Ich merke wie der Bulle sich total verspannt und tief durchatmet. Ich weiß genau was er denkt. Die Gedanken daran, lassen meinen Blick verschämt nach unten wandern. Ein leises Zischen dringt durch seine Zähne. Was soll das bedeuten? Bin ich ihm Rechenschaft schuldig, weil wir eine Nacht und einen Tag zusammen verbracht haben? Und dann pasiert es schon! Das Zischen verwandelt sich in Laute, die Laute in Worte und dann sprudeln ganze Sätze aus
seinem Mund. Böse Sätze dringen an mein Ohr.
"Ich weiß wie es ist, wenn Frauen einen nach der Scheidung ausnehmen."
Er holt tief Luft um gleich weiter zu reden.
"Dein Mann würde sich sicher freuen, wenn du etwas zum Leben beisteuerst."
Dieser Ton lässt mich erschaudern.
Meint er das ernst? Wütend schaue ich ihn an.
"Sag nichts! Ihr seid doch alle gleich."
Er sitzt neben mir, die Arme auf die Sitzbank gestützt, die Muskeln zum Bersten gespannt. Selbst sein Gesicht ist zu einer Fratze verzerrt. Was wird er wohl erlebt haben, dass ihn so
aufbrausen lässt. Am liebsten würde ich ihn tröstend in den Arm nehmen, aber ich wage es mir nicht. Die Kälte, welche er gerade ausstrahlt, ergreift den ganzen Platz. Langsam erhebt er sich und geht einfach so fort, ohne mich eines Blickes zu würdigen. Mein Herz verkrampft sich, doch ich wage mir noch immer nicht, ihm etwas hinterher zu rufen. Schweigend geht er die Straße entlang, betrübt, schweren Schrittes, mit wehendem Mantel. und schaut sich nicht einmal um. Die Kälte, die sich hier gerade ausbreitet, ergreift nich nur mich, sondern auch all die anderen. Die gute Stimmung die bisher herrschte, verfliegt im
Raum.
"Keene Angst Mäken, der holt bestimmt nur Nachschub.", meint Walburga und nimmt mich tröstend in den Arm. Auch sie muss es bald einsehen. Er kommt nicht zurück. Auch wir Anderen lösen uns bald auf.
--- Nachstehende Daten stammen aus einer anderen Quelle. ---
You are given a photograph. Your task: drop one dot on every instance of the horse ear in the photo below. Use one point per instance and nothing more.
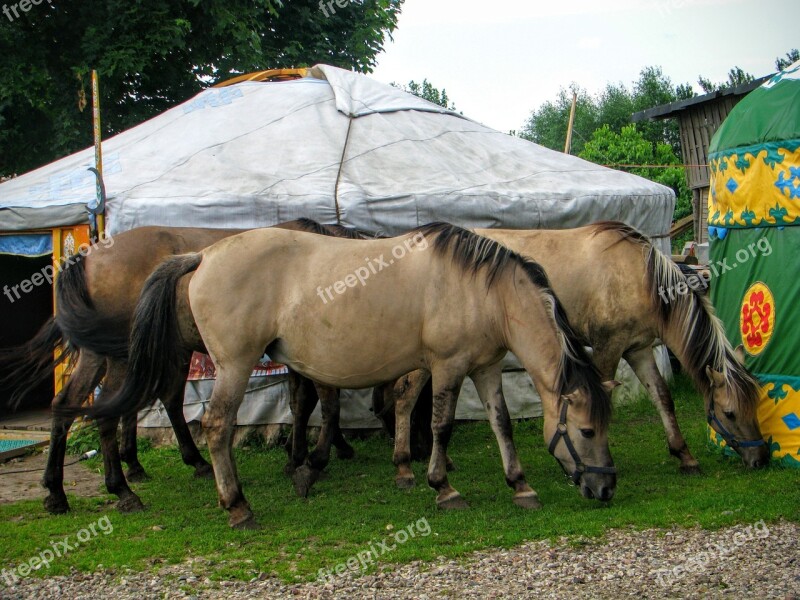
(738, 352)
(716, 378)
(568, 398)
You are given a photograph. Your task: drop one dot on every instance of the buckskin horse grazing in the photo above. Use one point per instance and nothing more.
(622, 294)
(96, 297)
(472, 300)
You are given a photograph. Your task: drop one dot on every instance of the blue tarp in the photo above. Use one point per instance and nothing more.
(38, 244)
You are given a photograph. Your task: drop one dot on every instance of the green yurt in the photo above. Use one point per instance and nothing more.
(754, 233)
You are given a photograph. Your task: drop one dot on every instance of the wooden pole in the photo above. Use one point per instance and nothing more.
(571, 122)
(98, 151)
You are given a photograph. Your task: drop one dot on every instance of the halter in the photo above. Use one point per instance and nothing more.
(580, 468)
(726, 435)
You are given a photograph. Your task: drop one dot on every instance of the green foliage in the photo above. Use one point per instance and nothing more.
(353, 506)
(736, 76)
(83, 437)
(791, 57)
(629, 147)
(429, 92)
(153, 54)
(547, 126)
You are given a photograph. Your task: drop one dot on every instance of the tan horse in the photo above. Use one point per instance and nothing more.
(439, 298)
(96, 297)
(621, 294)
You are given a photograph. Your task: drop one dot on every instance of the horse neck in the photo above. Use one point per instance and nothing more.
(695, 337)
(532, 336)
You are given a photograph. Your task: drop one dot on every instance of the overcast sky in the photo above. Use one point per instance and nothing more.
(501, 59)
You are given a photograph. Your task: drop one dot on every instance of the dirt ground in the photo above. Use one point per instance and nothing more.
(78, 479)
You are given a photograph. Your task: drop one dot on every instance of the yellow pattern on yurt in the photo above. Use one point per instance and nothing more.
(757, 318)
(755, 186)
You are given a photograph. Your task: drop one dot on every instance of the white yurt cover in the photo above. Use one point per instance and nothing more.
(335, 146)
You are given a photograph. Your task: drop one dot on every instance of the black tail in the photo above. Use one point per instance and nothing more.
(28, 364)
(80, 323)
(156, 347)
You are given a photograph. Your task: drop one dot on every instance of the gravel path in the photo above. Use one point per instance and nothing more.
(756, 561)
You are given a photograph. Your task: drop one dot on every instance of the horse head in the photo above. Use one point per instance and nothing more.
(731, 411)
(584, 454)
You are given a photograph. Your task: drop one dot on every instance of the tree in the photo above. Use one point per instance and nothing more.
(630, 147)
(153, 54)
(736, 76)
(427, 91)
(791, 57)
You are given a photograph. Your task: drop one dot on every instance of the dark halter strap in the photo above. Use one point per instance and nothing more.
(580, 468)
(726, 435)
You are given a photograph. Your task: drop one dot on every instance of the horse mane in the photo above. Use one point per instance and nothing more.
(473, 254)
(703, 342)
(334, 230)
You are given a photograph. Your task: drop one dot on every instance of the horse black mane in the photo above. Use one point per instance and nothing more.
(704, 343)
(474, 253)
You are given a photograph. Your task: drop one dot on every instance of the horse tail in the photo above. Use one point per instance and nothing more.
(80, 322)
(28, 364)
(156, 346)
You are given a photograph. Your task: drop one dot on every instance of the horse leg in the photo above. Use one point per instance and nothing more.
(128, 451)
(307, 474)
(218, 424)
(112, 464)
(87, 374)
(173, 404)
(302, 401)
(489, 384)
(644, 365)
(446, 387)
(405, 392)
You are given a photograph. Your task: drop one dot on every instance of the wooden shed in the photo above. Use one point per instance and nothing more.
(699, 118)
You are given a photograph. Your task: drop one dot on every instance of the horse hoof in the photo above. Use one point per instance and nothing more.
(405, 483)
(690, 469)
(303, 478)
(245, 523)
(130, 504)
(56, 505)
(136, 475)
(204, 471)
(345, 453)
(452, 502)
(528, 501)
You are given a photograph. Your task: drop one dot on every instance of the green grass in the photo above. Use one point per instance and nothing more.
(357, 503)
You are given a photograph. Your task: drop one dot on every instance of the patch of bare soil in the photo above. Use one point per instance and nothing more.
(78, 479)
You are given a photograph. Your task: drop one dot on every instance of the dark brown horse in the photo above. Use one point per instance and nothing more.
(472, 300)
(96, 296)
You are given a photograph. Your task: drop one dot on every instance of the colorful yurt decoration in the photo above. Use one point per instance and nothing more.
(754, 232)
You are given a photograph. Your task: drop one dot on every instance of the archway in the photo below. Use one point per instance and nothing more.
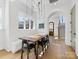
(59, 24)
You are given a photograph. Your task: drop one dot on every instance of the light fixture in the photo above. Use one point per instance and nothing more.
(12, 0)
(55, 3)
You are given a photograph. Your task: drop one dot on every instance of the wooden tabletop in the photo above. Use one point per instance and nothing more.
(32, 38)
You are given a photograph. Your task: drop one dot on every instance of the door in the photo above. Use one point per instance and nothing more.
(73, 27)
(51, 28)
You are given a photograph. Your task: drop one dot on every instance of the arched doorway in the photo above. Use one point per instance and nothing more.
(57, 18)
(51, 28)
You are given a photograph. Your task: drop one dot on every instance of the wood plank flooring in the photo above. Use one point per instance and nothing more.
(56, 50)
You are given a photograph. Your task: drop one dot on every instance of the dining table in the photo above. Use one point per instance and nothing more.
(33, 38)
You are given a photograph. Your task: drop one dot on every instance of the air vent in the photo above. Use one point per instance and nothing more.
(52, 1)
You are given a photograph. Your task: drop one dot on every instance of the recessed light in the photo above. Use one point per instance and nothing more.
(55, 3)
(12, 0)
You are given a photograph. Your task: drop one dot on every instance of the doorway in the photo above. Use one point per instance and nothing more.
(51, 28)
(73, 27)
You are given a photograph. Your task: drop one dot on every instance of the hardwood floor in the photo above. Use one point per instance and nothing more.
(56, 50)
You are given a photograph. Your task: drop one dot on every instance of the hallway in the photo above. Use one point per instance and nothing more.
(57, 50)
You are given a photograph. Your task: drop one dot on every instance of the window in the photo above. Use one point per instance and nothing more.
(1, 20)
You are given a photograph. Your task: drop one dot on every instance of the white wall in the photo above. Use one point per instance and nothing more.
(13, 9)
(55, 19)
Traurig gehe ich meines Weges. Als ich meine Wohnungstür öffne ist alles wieder so anders. Bisher habe ich keinen Schluck getrunken. Doch jetzt, wo die Einsamkeit wieder um sich greift, giert es mir nach einem Schluck guten Weines. Es bleibt nicht mehr viel Zeit. Beim trinken, denke ich über die Unterhaltung nach und komme zu dem Schluss, es doch
mal zu versuchen. Und irgendwie ergreift mich eine Woge des Glücks, als ich an Eric denke. Oder liegt es am Getränk?Dann kommen sie auch schon, mein Mann Bernd und Merle. Ungenießbar empfange ich sie, mit einem Auge zu meinem guten Trunk schielend. Bernd verabschiedet sich gleich wieder und verschwindet. Vielleicht weil in ihm schon wieder die Wut aufsteigt, weil er die Flasche auch gleich mit einem missbilligenden Blick erhascht Ein paar Schlucke für mich und ein schöner gemeinsamer Abend mit Merle. Wir gehen gemeinsam zu Bett. Früh - für mich sehr früh. Ich lese Merle ihre Lieblings-Gute-Nacht-Geschichte vor
und als sie eingeschlafen ist, stelle ich meinen Wecker auf 4 Uhr. Viel zu früh zum Aufstehen. Aber ich will ihn, Eric, gütlich stimmen und zurückge
winnen
Erbarmungslos schrillt es in meinem Kopf. Ich drücke mir einen Kissenzipfel auf mein Ohr. Das andere ist ja bedeckt. Keine Chance. Es schrillt weiter. Ich bekomme meine Augen kaum auf und schiele auf meinen Wecker. 4 Uhr. Mürrisch krieche ich aus meinem Bett. Appetit habe ich noch keinen. Daher führt mich mein Weg gleich ins Bad. Duschen - Zähne putzen - ein dezentes Make Up. Dann kanns auch schon los gehen.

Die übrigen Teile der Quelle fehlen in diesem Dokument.